Taro Logo

Substring with Concatenation of All Words

Medium
2 views
2 months ago

You are given a string s and an array of strings words. All the strings of words are of the same length.

A concatenated string is a string that exactly contains all the strings of any permutation of words concatenated.

  • For example, if words = ["ab","cd","ef"], then "abcdef", "abefcd", "cdabef", "cdefab", "efabcd", and "efcdab" are all concatenated strings. "acdbef" is not a concatenated string because it is not the concatenation of any permutation of words.

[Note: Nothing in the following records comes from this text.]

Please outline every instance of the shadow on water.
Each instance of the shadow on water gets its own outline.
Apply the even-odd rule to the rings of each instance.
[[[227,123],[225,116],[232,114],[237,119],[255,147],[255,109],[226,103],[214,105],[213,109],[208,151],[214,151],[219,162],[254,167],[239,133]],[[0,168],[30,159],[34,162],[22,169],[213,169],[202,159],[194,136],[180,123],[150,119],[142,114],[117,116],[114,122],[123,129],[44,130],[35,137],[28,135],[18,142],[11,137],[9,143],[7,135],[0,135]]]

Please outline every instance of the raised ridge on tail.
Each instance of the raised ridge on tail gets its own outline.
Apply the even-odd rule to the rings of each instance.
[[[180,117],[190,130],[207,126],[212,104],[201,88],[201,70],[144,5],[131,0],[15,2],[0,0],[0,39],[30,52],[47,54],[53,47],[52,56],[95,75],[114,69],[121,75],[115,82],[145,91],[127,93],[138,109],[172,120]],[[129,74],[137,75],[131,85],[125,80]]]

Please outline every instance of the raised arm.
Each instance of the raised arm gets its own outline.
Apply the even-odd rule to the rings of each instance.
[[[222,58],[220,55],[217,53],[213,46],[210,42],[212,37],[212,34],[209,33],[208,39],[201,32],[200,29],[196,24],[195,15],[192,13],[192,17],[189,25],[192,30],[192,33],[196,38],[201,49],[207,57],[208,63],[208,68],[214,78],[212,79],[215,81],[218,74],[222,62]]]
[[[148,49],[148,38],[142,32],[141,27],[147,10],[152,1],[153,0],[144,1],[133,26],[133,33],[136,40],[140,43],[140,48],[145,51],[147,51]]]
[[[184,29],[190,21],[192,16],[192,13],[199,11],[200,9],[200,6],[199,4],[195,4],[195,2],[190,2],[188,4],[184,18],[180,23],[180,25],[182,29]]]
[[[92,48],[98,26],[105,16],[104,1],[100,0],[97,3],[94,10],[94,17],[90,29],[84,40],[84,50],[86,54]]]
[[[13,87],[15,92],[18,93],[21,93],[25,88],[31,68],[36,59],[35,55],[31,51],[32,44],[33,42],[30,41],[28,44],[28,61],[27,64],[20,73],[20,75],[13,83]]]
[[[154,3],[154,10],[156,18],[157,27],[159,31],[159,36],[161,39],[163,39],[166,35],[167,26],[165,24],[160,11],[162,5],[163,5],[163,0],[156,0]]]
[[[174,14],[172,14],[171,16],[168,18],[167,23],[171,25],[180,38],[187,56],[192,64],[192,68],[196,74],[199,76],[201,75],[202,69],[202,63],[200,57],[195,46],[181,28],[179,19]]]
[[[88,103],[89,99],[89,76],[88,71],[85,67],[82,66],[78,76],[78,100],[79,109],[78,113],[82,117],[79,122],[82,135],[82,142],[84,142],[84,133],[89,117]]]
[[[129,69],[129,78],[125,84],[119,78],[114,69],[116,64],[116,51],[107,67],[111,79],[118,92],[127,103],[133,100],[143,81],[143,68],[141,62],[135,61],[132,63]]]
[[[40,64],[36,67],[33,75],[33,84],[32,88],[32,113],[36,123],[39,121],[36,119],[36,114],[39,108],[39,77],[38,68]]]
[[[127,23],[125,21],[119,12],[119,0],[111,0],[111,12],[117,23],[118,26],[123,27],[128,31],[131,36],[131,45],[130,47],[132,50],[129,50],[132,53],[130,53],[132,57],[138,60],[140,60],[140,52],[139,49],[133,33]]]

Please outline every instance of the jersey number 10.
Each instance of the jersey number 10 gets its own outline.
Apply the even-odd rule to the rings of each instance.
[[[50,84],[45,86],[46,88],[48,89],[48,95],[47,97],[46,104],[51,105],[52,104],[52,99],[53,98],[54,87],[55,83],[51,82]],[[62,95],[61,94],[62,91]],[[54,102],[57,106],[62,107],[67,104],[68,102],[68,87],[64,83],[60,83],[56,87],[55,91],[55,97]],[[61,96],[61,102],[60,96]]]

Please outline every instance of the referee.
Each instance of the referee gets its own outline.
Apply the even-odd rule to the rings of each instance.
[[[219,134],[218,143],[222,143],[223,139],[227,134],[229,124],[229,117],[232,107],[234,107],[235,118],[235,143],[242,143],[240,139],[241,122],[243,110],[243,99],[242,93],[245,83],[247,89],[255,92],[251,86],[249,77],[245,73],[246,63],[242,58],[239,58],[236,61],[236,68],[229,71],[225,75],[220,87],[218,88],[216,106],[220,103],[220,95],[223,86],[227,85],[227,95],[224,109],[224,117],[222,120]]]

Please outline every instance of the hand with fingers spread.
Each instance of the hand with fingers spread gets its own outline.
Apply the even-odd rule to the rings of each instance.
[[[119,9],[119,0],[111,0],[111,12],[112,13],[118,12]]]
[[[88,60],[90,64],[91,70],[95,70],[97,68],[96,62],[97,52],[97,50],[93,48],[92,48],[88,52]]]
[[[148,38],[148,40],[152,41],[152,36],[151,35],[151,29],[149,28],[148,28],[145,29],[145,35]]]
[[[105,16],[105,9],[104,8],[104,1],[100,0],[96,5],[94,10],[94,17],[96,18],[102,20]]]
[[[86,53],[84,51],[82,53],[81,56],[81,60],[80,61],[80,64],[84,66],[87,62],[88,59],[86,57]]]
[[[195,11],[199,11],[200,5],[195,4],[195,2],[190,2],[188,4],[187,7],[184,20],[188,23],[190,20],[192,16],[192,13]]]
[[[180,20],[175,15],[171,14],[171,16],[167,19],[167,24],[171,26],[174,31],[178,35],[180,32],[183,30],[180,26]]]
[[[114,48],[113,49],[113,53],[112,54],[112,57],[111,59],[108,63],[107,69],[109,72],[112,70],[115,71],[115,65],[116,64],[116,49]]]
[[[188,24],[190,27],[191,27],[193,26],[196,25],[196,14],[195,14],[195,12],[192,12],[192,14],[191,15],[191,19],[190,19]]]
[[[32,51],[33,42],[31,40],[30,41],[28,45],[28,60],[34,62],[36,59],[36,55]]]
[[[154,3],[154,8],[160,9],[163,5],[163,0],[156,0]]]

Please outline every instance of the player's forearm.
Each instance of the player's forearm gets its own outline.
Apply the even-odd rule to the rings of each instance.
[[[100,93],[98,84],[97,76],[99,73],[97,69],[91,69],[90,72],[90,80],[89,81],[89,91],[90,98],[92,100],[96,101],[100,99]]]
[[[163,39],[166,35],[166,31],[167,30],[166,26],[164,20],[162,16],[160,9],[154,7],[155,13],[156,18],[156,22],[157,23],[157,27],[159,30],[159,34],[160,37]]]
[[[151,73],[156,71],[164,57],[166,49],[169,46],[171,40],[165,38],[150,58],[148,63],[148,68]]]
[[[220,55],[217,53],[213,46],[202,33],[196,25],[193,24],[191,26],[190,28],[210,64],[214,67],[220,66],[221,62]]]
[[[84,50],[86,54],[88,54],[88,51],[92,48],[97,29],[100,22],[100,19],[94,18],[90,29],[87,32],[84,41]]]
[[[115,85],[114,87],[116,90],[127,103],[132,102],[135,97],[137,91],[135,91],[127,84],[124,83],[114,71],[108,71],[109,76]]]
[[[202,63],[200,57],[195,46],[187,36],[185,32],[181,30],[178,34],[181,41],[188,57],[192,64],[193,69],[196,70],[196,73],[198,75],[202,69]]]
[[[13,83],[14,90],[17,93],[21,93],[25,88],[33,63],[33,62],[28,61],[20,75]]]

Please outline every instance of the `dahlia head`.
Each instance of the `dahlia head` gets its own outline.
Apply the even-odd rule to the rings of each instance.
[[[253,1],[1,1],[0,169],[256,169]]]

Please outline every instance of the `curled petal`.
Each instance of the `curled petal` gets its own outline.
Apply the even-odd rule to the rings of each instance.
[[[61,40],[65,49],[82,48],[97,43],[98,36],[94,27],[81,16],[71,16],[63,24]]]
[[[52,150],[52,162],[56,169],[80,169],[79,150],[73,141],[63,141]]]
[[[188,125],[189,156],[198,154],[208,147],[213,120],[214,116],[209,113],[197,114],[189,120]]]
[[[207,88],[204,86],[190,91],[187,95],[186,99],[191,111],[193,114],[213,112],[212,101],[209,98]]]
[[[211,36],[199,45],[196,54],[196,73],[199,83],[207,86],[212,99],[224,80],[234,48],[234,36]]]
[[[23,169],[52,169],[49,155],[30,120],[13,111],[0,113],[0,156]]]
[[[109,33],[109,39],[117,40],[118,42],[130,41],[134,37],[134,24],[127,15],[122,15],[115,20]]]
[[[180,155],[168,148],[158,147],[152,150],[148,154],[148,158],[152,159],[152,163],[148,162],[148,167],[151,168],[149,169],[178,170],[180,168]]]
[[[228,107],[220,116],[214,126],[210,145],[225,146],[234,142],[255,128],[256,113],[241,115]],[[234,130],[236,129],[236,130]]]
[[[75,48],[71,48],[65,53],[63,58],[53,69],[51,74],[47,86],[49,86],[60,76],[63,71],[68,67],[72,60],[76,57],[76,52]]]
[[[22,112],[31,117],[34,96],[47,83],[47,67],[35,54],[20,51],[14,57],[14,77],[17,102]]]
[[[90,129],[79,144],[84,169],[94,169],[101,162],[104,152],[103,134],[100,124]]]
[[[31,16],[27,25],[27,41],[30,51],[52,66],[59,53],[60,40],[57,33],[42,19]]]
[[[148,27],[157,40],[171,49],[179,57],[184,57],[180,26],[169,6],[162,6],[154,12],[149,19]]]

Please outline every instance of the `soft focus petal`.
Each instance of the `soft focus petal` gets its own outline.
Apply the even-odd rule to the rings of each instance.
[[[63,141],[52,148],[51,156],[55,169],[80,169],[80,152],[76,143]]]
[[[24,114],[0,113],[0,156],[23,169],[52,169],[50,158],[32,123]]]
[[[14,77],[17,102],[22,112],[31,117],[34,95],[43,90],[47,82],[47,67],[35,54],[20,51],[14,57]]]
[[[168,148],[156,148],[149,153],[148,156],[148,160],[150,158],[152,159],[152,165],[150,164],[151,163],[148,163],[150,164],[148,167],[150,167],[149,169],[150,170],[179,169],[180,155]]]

Return an array of the starting indices of all the concatenated substrings in s. You can return the answer in any order.

Example 1:

Input: s = "barfoothefoobarman", words = ["foo","bar"]

Output: [0,9]

Explanation:

The substring starting at 0 is "barfoo". It is the concatenation of ["bar","foo"] which is a permutation of words. The substring starting at 9 is "foobar". It is the concatenation of ["foo","bar"] which is a permutation of words.

Example 2:

Input: s = "wordgoodgoodgoodbestword", words = ["word","good","best","word"]

Output: []

Explanation:

There is no concatenated substring.

Example 3:

Input: s = "barfoofoobarthefoobarman", words = ["bar","foo","the"]

Output: [6,9,12]

Explanation:

The substring starting at 6 is "foobarthe". It is the concatenation of ["foo","bar","the"]. The substring starting at 9 is "barthefoo". It is the concatenation of ["bar","the","foo"]. The substring starting at 12 is "thefoobar". It is the concatenation of ["the","foo","bar"].

Constraints:

  • 1 <= s.length <= 10^4
  • 1 <= words.length <= 5000
  • 1 <= words[i].length <= 30
  • s and words[i] consist of lowercase English letters.
Sample Answer
from collections import Counter

def find_substring(s: str, words: list[str]) -> list[int]:
    """Finds the starting indices of concatenated substrings in s."""
    if not s or not words:
        return []

    word_len = len(words[0])
    num_words = len(words)
    total_len = word_len * num_words
    result = []

    # Count the frequency of each word in the 'words' array
    word_count = Counter(words)

    # Iterate through the string 's'
    for i in range(len(s) - total_len + 1):
        # Create a counter for the words found in the current substring of 's'
        seen_words = Counter()

        # Check if the current substring is a valid concatenation of words
        for j in range(num_words):
            # Extract a word from the current substring
            word = s[i + j * word_len:i + (j + 1) * word_len]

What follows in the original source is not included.